I have posted quite a bit of analysis that is (hopefully) useful to startup investors. But as someone noted to me privately, I have not provided much direct advice for startup founders. This post is a first step toward reducing the imbalance.

Face-to-face, the number one tip I give to founders is: think very carefully before taking any round of funding. No, not because of dilution. Because funding closes off exit opportunities. “What?” you say, “But an investment will give me the resources to make my company more attractive for an exit.”

That’s true, but it will also raise your asking price… by a lot! And as basic economics tells us, demand drops with price. In this case, it drops a lot! I’ll actually work through the detailed math and data for Series A in my next post. But here I want to make the more general point.

Remember that investors want a return. They have mental anchor points for exits they consider a “win”. This anchor typically varies from 5X to 10X.  Professional investors usually get legal stock preferences that allow them to block exits that they don’t like, i.e., that are out of line with their anchors. Now, they also have mental anchor points for how much of the company they want to buy in the round. This anchor typically varies from 20% to 30%.

Let’s consider the midpoints of those two anchors, 7.5X and 25% to do a quick estimation of how taking a round of funding reduces exit opportunities. Say your company is worth Y today.  If investors want to own 25% of your company, the post-money will be 1.33Y.  If investors want a 7.5X return, the required exit price will be 10Y.

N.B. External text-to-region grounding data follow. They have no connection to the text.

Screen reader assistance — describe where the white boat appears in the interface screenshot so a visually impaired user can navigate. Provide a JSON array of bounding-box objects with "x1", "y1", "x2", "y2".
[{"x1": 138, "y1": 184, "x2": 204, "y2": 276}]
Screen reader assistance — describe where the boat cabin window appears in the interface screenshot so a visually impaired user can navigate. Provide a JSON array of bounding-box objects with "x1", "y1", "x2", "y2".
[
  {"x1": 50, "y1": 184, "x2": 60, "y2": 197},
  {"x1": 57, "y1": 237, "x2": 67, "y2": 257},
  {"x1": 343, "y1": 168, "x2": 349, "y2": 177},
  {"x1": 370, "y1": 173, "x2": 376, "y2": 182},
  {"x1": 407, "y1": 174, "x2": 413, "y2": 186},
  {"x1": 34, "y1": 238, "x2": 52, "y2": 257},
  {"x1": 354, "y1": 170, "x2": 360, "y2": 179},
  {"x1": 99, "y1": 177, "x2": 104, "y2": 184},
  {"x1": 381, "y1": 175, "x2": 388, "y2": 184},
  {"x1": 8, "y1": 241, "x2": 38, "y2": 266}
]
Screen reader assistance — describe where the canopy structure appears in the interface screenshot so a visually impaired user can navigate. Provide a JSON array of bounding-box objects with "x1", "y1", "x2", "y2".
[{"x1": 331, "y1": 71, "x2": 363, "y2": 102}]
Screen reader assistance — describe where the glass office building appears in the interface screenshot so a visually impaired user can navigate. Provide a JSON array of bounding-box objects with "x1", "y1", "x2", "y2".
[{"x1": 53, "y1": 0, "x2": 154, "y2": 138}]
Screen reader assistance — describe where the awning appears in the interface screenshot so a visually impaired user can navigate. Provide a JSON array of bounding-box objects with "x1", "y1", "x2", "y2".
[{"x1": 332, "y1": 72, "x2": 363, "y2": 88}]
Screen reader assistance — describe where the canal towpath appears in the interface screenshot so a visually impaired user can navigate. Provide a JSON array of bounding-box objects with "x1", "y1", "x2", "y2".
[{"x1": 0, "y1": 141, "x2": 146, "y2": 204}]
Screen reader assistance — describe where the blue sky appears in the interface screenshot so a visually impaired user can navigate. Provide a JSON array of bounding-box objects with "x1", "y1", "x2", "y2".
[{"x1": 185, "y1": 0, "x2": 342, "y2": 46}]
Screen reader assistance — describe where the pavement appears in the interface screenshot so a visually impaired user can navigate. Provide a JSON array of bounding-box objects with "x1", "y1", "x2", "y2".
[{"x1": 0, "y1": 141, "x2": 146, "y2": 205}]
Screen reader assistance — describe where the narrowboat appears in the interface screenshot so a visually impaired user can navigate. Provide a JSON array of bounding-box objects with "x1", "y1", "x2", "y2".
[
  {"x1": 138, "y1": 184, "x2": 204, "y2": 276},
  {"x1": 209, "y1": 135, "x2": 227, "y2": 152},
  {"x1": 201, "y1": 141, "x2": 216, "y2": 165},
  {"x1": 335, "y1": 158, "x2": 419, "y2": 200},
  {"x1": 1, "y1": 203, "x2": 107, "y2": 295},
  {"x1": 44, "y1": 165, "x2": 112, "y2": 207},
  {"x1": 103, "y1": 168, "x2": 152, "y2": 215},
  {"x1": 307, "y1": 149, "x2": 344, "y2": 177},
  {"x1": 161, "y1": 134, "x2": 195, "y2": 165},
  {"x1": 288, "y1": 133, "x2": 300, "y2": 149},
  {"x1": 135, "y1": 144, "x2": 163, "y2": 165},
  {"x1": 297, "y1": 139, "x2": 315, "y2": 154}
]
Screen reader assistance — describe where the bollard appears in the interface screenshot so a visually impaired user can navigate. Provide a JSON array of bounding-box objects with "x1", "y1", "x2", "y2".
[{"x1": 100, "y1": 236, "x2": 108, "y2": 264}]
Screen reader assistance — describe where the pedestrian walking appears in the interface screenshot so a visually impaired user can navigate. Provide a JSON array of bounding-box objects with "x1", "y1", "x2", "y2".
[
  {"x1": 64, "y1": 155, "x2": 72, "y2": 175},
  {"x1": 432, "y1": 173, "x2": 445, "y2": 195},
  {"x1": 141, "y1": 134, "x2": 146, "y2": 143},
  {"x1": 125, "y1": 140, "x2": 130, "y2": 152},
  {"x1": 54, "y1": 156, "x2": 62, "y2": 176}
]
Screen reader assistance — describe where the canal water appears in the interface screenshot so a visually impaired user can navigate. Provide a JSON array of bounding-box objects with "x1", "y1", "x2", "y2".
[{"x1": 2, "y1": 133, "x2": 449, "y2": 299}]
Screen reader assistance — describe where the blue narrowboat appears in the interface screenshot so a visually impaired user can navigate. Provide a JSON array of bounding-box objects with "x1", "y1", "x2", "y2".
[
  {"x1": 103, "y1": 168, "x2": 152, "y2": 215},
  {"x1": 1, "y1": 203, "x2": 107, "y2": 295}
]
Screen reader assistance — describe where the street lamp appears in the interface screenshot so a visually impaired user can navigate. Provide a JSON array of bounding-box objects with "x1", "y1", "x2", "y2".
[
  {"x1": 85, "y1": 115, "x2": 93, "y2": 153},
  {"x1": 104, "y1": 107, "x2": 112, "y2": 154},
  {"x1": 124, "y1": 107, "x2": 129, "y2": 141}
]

Every round of funding you take increases your required exit price by an order of magnitude!

So if you take an angel seed round at a $3M pre-money, you now need a $30M exit.  Not too bad.  Then a Series A at a $10M pre-money pushes that up to $100M.  Pretty steep.  Series B at $25M means $250M. Whoa. How many $250M exits happen per year?  About 50 to 100.  There are about 1,000 early stage VC investments per year.  Not good odds.

As we’ll see in the next post, there’s a huge cliff at Series A.  But in general, the number of exit opportunities goes down exponentially with each round of funding.  So consider whether an exponential reduction in the number of prospects is worth the progress you’ll make.